One year ago the US unemployment rate was 5.5 %, it is now 9.5%. While such numbers are a serious hardship for workers and businesses they are also a sign of the flexibility of the US labor market. Because American firms operate under relatively few restrictions they are free to use labor as they see fit. US firms can restructure and redeploy resources to meet actual demand. When growth returns US firms are often in a better financial condition to rehire. US unemployment rises faster in a recession but it also falls faster and to a lower level under economic growth. Compare the US employment situation to that of the European Monetary Union (EMU).
EMU unemployment has risen from 7.4% a year ago to 9.5% in June, half the amount of the US increase. In Europe it is far harder for firms to eliminate workers and doing so is far more costly. Thus when the recovery begins there are fewer empty places to fill. Companies remain wedded to resource deployment designed for the last expansion with no guarantee that the new cycle will ask for the same product mix. In comparison US firms are able to meet the new economic situation with a far more flexible outlook.
Many secondary US economic indicators have improved substantially in the past months. Housing is stable, purchasing managers indices have recovered and consumer confidence and retail sales are on the mend. This is not to say that the recession is ended or even ending. But that as a comparative lesson the US is arguably in better shape for recovery than its European competitors. When this improved economic situation is joined to the historical ability of the US economy to work its way out of trouble faster and with more emphasis than any other industrialized economy we have to ask again: Why has the dollar declined?
The answer may lie in Washington and the political and economic agenda of the Obama administration. Currency markets are making their own discount judgments on the potential economic effect of the two major initiatives of the administration: the climate change bill and the creation of a government health service.
Irrespective of the political and policy aims of the two pieces of legislation, and aside from any opinion on the social and environmental desirability of their stated goals, there is no doubt that both will impose huge economic costs on the US economy. For the climate bill the intention is to apply a proper cost to carbon output. The legislation is designed to impose huge new taxes on any users of carbon. Since almost every consumer or industrial product uses carbon somewhere in the production cycle the economic costs will stretch across the entire economy.
The health service bill cannot be funded without raising taxes and will likely incur large additional deficit spending as well. Few economists advise raising taxes in a recession. A further increase in the already vast Federal deficit could well squeeze out much of credit needed for the private economy and raise the cost of credit for all.
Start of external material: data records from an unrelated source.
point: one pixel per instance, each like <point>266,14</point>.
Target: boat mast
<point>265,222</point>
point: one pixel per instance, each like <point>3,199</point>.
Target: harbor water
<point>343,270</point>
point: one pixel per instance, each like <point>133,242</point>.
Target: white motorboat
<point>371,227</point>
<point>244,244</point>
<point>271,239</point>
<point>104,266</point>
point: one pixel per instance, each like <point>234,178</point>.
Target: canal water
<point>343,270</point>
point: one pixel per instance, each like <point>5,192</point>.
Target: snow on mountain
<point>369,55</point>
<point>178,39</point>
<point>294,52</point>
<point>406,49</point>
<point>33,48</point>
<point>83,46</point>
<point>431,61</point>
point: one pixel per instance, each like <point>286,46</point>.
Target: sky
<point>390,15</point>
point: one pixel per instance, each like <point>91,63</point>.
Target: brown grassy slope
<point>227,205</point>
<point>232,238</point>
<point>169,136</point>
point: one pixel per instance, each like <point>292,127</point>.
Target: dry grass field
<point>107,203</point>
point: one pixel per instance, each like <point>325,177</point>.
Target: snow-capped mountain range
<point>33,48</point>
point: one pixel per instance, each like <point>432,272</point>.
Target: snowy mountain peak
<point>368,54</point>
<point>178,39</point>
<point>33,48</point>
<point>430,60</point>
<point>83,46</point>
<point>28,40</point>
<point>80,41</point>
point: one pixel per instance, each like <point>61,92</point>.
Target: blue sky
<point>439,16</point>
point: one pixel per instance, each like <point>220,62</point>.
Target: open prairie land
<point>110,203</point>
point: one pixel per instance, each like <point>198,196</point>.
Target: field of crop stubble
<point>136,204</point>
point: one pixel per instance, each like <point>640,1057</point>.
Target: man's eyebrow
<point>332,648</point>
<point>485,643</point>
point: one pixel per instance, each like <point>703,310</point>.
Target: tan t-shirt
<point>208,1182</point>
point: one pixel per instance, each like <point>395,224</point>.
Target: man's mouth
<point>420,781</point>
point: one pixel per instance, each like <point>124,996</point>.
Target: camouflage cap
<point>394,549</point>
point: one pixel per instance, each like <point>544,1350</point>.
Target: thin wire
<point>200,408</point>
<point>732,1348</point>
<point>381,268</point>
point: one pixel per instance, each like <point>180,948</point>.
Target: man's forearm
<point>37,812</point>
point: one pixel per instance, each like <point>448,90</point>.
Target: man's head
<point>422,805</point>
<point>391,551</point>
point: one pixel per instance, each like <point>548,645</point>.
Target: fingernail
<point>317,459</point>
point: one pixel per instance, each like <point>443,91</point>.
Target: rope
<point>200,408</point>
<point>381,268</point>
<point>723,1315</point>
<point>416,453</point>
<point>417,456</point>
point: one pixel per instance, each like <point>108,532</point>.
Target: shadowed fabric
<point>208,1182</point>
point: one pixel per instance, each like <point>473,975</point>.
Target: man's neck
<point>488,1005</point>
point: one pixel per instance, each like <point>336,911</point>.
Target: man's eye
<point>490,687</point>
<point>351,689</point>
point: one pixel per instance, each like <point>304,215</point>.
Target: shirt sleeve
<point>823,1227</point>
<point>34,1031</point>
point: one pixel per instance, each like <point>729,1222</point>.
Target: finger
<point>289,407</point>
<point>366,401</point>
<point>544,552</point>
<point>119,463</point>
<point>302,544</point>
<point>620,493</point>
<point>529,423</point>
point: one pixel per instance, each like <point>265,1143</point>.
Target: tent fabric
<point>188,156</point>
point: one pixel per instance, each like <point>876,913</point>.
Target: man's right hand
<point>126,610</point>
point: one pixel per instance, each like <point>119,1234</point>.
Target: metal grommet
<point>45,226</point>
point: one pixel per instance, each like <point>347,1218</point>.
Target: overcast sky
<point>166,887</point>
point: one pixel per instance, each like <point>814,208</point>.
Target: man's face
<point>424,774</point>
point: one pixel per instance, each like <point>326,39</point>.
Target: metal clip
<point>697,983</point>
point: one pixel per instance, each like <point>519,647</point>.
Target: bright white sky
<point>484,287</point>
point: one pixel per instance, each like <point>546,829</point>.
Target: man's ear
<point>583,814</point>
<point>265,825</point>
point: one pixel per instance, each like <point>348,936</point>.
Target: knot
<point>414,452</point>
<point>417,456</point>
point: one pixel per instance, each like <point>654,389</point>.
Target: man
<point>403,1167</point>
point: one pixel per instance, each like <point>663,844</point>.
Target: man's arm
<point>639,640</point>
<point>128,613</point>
Both bills, if passed in present form, seem destined to restrict US economic growth and retard recovery from the recession.
American equities have had a strong recent surge as the passage of these bills has become more problematic. The currency markets will soon notice. If the climate bill fails and the universal health care provision is watered down or put off until next year then restraints on the dollar will fall away and it will follow equities higher.